Farm workers coming to the UK are at risk of debt bondage because they often borrow money to cover flights and visas without knowing what they will earn, a report by the independent Migration Advisory Committee found.

To maintain current levels of food production, there was no immediate alternative given a lack of willing UK recruits to the seasonal worker scheme (SWS), the report published on Tuesday said, urging ministers to give industry certainty over the scheme’s future.

However, the report also said the industry and government had not done enough to stamp out abuses of workers’ rights in a scheme where they faced “an inherent imbalance of power” against employers.

The SWS allows UK growers to hire around 45,000 people a year on six-month visas.

The previous Conservative government said in May that the programme would run at least until 2029 but noted the aim would be to taper its size over time, while encouraging farmers towards automation.

Ministers should confirm visa numbers each year on a rolling basis, so the industry would in effect “have five years’ notice if the scheme were to be closed”, the MAC said.

Labour pledged before the general election on July 4 to reform the immigration system with a view to reducing overseas hiring, by making employers’ access to visas conditional on greater efforts to train UK workers.

However, it has not yet said what this will mean in practice or proposed any changes to the SWS.

But workers also need more certainty over how much they will earn, the committee added, calling for a guarantee of at least two months pay, to ensure they could recoup the costs of coming to the UK.

It urged the industry to accelerate action to move to an “employer pays principle”, so that recruitment and relocation expenses are borne by employers rather than workers.

An industry task force, including supermarkets, growers and recruiters, has said it will model ways an EPP model could work. But it has made slow progress because there is no consensus on how to share costs along the supply chain, given the tight margins imposed by retailers on UK growers.
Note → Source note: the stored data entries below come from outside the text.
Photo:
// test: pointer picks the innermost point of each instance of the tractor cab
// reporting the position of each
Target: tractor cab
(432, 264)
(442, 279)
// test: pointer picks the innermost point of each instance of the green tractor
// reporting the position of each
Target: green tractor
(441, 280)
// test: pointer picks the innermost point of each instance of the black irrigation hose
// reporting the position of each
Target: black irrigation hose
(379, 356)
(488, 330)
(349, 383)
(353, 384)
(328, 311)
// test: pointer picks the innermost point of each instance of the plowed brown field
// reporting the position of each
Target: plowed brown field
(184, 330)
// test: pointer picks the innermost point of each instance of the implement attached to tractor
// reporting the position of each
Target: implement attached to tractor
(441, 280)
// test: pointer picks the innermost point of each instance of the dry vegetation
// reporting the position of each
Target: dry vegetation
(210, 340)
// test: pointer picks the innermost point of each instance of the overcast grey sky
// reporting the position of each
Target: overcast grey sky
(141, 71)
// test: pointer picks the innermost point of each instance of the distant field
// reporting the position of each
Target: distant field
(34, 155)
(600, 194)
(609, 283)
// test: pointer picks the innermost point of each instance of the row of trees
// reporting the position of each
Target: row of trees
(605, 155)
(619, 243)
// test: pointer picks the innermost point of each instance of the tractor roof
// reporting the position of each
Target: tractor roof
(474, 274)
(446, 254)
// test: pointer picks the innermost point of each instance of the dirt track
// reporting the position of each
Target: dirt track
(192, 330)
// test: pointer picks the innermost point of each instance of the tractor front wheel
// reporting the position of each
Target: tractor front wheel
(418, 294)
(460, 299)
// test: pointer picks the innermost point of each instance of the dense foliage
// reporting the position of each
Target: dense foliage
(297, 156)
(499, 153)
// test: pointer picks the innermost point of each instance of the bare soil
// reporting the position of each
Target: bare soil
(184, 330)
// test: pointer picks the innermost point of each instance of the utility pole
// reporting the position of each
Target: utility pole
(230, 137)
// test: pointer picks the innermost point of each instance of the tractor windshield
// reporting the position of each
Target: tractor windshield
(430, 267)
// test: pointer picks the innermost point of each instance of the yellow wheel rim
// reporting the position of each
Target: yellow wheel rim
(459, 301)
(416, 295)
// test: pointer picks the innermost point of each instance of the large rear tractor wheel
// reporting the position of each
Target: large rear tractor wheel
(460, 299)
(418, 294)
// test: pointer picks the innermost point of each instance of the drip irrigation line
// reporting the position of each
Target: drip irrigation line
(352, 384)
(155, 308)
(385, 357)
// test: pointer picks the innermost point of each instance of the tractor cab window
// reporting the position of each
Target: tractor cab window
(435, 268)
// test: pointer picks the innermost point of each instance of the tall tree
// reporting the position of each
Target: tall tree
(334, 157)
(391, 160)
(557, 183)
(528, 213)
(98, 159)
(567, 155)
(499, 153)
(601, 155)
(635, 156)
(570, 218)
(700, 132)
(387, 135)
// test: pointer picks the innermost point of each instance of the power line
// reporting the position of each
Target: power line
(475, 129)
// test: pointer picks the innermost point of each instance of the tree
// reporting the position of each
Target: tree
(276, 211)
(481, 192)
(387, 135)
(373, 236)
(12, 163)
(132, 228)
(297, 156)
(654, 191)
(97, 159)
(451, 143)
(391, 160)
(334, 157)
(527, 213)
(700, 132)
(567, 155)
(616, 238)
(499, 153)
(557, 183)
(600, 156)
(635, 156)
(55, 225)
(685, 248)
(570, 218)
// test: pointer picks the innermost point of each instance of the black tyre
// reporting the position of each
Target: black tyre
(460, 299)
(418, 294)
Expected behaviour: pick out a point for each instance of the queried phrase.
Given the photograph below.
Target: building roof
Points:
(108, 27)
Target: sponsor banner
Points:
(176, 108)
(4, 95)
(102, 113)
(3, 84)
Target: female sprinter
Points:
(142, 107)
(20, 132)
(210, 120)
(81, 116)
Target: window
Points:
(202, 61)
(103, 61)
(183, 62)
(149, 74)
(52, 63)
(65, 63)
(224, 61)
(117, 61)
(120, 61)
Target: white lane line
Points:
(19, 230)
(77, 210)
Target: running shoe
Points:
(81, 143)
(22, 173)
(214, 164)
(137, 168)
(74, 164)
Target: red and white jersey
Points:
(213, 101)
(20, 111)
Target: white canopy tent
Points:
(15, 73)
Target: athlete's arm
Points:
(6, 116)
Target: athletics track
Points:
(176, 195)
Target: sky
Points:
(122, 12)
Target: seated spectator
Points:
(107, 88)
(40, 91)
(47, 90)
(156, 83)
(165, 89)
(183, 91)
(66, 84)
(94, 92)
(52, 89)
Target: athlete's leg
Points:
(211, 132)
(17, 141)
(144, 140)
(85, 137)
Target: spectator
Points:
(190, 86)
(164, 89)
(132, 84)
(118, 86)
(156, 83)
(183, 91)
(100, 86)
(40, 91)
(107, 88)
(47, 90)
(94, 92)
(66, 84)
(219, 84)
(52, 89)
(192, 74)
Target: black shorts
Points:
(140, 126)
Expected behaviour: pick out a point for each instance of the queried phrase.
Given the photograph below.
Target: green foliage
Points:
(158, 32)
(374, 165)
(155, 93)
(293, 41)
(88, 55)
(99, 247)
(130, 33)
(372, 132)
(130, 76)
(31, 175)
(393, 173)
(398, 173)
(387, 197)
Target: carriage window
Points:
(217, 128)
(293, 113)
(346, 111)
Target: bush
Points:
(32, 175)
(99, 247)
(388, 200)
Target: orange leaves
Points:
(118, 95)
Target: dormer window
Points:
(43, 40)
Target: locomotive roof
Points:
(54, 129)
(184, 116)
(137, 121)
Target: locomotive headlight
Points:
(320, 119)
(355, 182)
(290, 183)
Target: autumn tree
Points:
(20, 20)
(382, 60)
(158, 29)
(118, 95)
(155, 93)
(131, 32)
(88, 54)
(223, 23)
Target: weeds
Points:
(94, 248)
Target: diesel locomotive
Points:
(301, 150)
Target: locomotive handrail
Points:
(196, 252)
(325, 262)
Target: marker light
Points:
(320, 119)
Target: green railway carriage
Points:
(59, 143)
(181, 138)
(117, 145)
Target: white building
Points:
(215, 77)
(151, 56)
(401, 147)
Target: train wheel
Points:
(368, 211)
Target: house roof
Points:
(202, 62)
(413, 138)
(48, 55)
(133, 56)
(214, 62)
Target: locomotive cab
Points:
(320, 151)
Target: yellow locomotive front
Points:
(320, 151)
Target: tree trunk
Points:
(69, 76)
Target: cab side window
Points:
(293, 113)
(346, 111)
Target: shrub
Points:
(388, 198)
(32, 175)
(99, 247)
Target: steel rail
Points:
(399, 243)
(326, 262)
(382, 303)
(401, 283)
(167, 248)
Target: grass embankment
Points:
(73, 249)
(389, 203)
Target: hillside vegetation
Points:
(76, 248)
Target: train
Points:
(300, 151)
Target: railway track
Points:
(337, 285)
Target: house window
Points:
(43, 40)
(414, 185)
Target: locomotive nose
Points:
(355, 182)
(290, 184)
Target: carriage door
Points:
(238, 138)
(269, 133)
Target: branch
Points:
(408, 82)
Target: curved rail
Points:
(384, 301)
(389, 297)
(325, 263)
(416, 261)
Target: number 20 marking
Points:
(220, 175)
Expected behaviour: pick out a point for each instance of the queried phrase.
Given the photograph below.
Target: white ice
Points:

The MAC said the task force needed to work faster and urged it to set a timeframe to present proposals. Ministers should then confirm the scheme’s continuation only if this timeframe was met, it said.

The committee noted that the government and employers needed to do more to inform workers of their legal rights and to enforce them through proactive inspections. It also called for a clearer process to refund income tax and help workers opt out of pension auto-enrolment.

Workers’ rights campaigners welcomed the committee’s recommendations. “All the risks of the seasonal worker scheme are on the workers, all the costs . . . It’s really important the government takes heed of this,” said Andy Hall, a migrant rights campaigner who has worked with the industry’s Stronger Together task force.  

A government spokesperson said it would “carefully consider” the MAC’s findings and respond in “due course”.

Sophie De Salis, a sustainability policy adviser at the British Retail Consortium, said the task force’s study would be “a vital step” to understand how the EPP could be applied in practice.

It urged the government to adopt the MAC’s recommendations but also to scrap visa fees, arguing that these “heighten the financial risk to workers from the outset”. 

The industry’s SWS task force said it acknowledged the committee’s call for its study to be conducted in a timely manner and was working closely with the Department for Environment, Food and Rural Affairs on the jointly-funded project.